Summary — key points from the ICT
– Session setup: host tests audio and explains this will be a short, informal morning discussion while he watches opening price action.
– Market context (May 20, 2022): quiet Friday with no major news; end-of-week dynamics matter. Thursday had a large down-range “outside day with a down close.” SPX and Nasdaq failed to make a new low versus May 12, while the Dow did — the averages are not all confirming (dow theory divergence).
– Technical takeaways: – Focus on the E‑mini S&P (5/15‑minute frames used in examples). Key levels mentioned: ~39.50, 39.15¼, 38.55 (ES equivalents throughout the talk); Nasdaq ~11,950. – Fair Value Gap (FVG) and liquidity sweeps are central concepts: identify imbalance candles (example: the 8:10 five‑minute candle), note where buy/sell stops rest, and anticipate runs to old highs/lows (low‑resistance liquidity runs).
– High‑probability trades are one‑sided moves where the opposing case is hard to justify given the narrative (e.g., clear liquidity run toward an old high or old low). These “unicorn” setups don’t occur every day. – Intraday approach & practical rules: – On choppy/consolidation days (50/50), refrain from active trading; wait for the last hour or clear high‑probability setups.

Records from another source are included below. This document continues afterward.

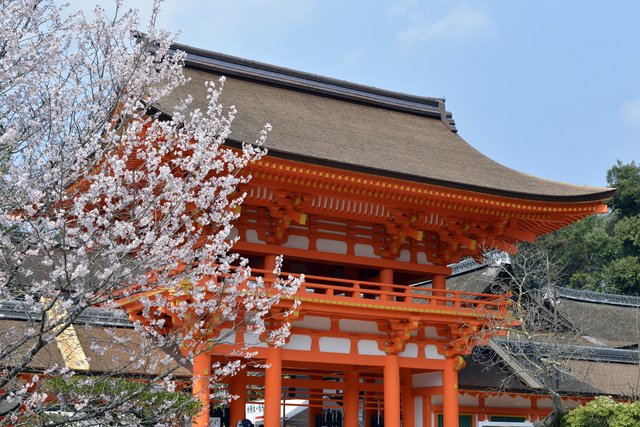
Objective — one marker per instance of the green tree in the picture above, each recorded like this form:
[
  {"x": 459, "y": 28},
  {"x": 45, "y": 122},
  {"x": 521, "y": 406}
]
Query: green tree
[
  {"x": 604, "y": 412},
  {"x": 602, "y": 253},
  {"x": 626, "y": 178}
]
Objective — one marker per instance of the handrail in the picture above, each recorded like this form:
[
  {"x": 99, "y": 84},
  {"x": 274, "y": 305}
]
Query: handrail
[{"x": 331, "y": 288}]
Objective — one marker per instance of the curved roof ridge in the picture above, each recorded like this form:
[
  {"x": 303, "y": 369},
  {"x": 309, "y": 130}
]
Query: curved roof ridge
[
  {"x": 337, "y": 124},
  {"x": 235, "y": 66},
  {"x": 598, "y": 297}
]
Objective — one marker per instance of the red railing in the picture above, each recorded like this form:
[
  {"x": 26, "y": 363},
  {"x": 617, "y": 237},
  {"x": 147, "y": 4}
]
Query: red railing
[{"x": 329, "y": 288}]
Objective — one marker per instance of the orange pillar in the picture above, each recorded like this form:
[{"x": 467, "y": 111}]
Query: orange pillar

– Tape‑read, annotate, backtest and forward‑test in demo/paper first — don’t rush into live trading.
– Manage risk: use stops, scale out (take bulk off in the middle of range), avoid excessive leverage, and know when to stop trading after losses. – Avoid chasing breakouts (late entries) — enter logically where price is likely to be drawn, not after confirmation by large moves.
– Psychology & pedagogy:
– Trading is hard because of human flaws (discipline, perfectionism, fear). Expect uncertainty, failure and emotional fatigue; these are part of learning.
– The mentor emphasizes independent thinking: teach students to verify patterns themselves rather than parroting rules or expecting hand‑holding.
– Warns against social‑media “influencers” who glamorize results without discussing risk or providing verifiable live statements.
– Personal notes: anecdotes about early career mistakes (chasing breakouts, poor stops, high commissions), pride in mentoring his children, and intention to keep teaching without sales pitches. He’s testing live streaming and will post recordings.
– Bottom line: study price action, learn to recognize FVGs, liquidity sweeps and one‑sided liquidity runs, trade conservatively on consolidation days, backtest/observe extensively, and prioritize risk control and psychological discipline over chasing flashy setups.